Oklahoma grid operator says wind provided more than 60 percent of the power Friday

Source: By Jack Money, NewsOK • Posted: Tuesday, March 20, 2018

 A turbine that's part of a northern Oklahoma wind farm operates in 2017. More than 17,000 megawatts of wind power is dispatchable on the Southwest Power Pool grid. [Photo by Jim Beckel, The Oklahoman Archives]
A turbine that’s part of a northern Oklahoma wind farm operates in 2017. More than 17,000 megawatts of wind power is dispatchable on the Southwest Power Pool grid. [Photo by Jim Beckel, The Oklahoman Archives] 

You probably slept through it.

But if you were awake at 3:45 a.m., there was a better than six in 10 chance your light, television, phone charger or whatever electrical device you were using at that moment was using power generated by a wind farm.

The Southwest Power Pool, the regional transmission organization that manages the Great Plains’ electric grid, announced Friday it had set a wind-penetration record of 60.56 percent.

During that minute, wind supplied 13,928.94 megawatts of the 22,998.71 megawatts needed to provide power to customers of all of the utilities and other power distributors that operate within the pool’s 14-state coverage area.

A spokesman for the organization said Friday’s record is just one in a string of nearly a dozen that have been set just in recent months.

Undoubtedly, those records show the amount of wind-generated dispatchable power that’s fed into the grid continues to climb.

But other factors also played a role in setting Friday morning’s record, including powerful wind flows across generating stations throughout much of the region, plus a lower overall demand for electricity at the time because of unusually mild temperatures.

“This is the sixth or seventh record we have set just in the past 90 days or so,” said Derek Wingfield, with the Southwest Power Pool’s corporate communications division.

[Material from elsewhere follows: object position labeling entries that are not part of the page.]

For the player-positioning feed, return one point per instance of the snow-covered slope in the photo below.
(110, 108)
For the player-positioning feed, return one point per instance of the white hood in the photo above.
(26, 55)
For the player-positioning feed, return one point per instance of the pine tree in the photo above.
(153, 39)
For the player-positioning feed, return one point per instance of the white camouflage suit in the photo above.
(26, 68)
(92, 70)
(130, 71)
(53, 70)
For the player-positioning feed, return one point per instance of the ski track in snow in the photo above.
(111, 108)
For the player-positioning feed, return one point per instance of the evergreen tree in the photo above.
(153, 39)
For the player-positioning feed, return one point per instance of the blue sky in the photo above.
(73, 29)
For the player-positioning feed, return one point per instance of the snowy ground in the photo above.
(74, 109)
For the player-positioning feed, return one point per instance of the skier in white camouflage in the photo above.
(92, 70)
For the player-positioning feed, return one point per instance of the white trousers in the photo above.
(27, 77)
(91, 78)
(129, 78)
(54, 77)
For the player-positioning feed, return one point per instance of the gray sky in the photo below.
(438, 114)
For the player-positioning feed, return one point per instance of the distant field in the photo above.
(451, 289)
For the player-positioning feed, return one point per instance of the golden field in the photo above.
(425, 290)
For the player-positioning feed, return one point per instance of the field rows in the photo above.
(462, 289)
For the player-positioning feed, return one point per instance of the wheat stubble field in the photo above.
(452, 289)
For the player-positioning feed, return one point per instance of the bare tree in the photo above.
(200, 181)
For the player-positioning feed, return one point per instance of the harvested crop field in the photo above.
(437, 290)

“Wind has grown very substantially over the last decade,” he said, noting that wind generation available for dispatch on the grid in 2008 was just more than 500 megawatts.

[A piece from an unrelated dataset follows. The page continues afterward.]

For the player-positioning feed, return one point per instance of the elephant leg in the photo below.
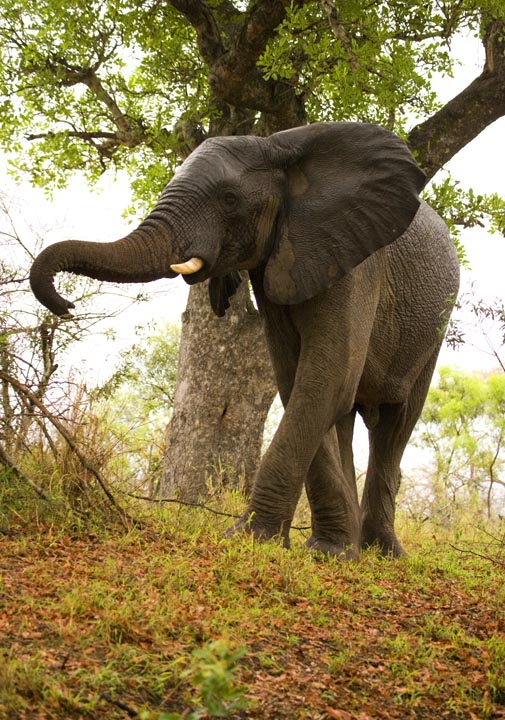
(331, 490)
(388, 440)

The amount of wind generated power available for dispatch now, he continued, is more than 17,000 megawatts. That makes up 20 percent of the 87,000 megawatts of generating capacity on the grid available at the start of 2018.

And, while it won’t all be built, there are studies underway within the pool’s operational area that are evaluating whether or not an additional 53,000 megawatts of wind power could be added in the future.

“A lot of those studies will get done, and then the requests will be withdrawn,” Wingfield said. “But that just gives you the sense of the potential that is still out there.”

Pulling it off

One key role the transmission organization plays is to use both human and computerized analytics to make sure power supplied across its 65,000 miles of transmission lines remains both dependable and as affordable as it can be for people within its operational area.

Reliability, Wingfield said, is the first thing the organization must achieve.

“As long as we have got wind on line that can serve the load reliably, and (it’s available) at low enough cost, it will be dispatched,” he said.

“And because the wind can stop blowing at any point, we have got to have other reliable resources online ready to be dispatched, also at a moment’s notice.”

Often, that source is electricity generated by a natural gas power generating station, since it can be quickly brought online.

Jim Roth, a former Oklahoma Corporation Commissioner, filled a seat on the commission just as wind development was getting started. Roth said Friday the penetration record confirms to him that wind is achieving reliability and affordability standards.

“Wind projects are costing only a fourth or less than what it cost to bring those online a decade ago because the technology has improved. The price of production has come down,” Roth said.

“And, through the geographical diversity of the Southwest Power Pool’s footprint, the wind always is blowing somewhere” and that helps with the source’s reliability, he observed.

“That 60 percent getting dispatched Friday morning was the cheapest form of electricity on the grid,” he said. “And that’s good for consumers.”

Wingfield, meanwhile, said the growth of wind-generated power on the organization’s grid has surpassed expectation.

“Looking back 10 years ago, we wouldn’t have thought this was possible. We thought about 25 percent of wind penetration would be about all that anyone could handle reliably,” he said.

However, he added the additional growth ultimately was made possible through a build-out of transmission lines and the organization’s efforts to improve its load, reliability and pricing functions.

“It is impressive, and we are proud of all the different pieces that had to come together to enable that to happen,” Wingfield said.

Roth agreed, saying, “it has been exciting to see it grow since its beginnings.”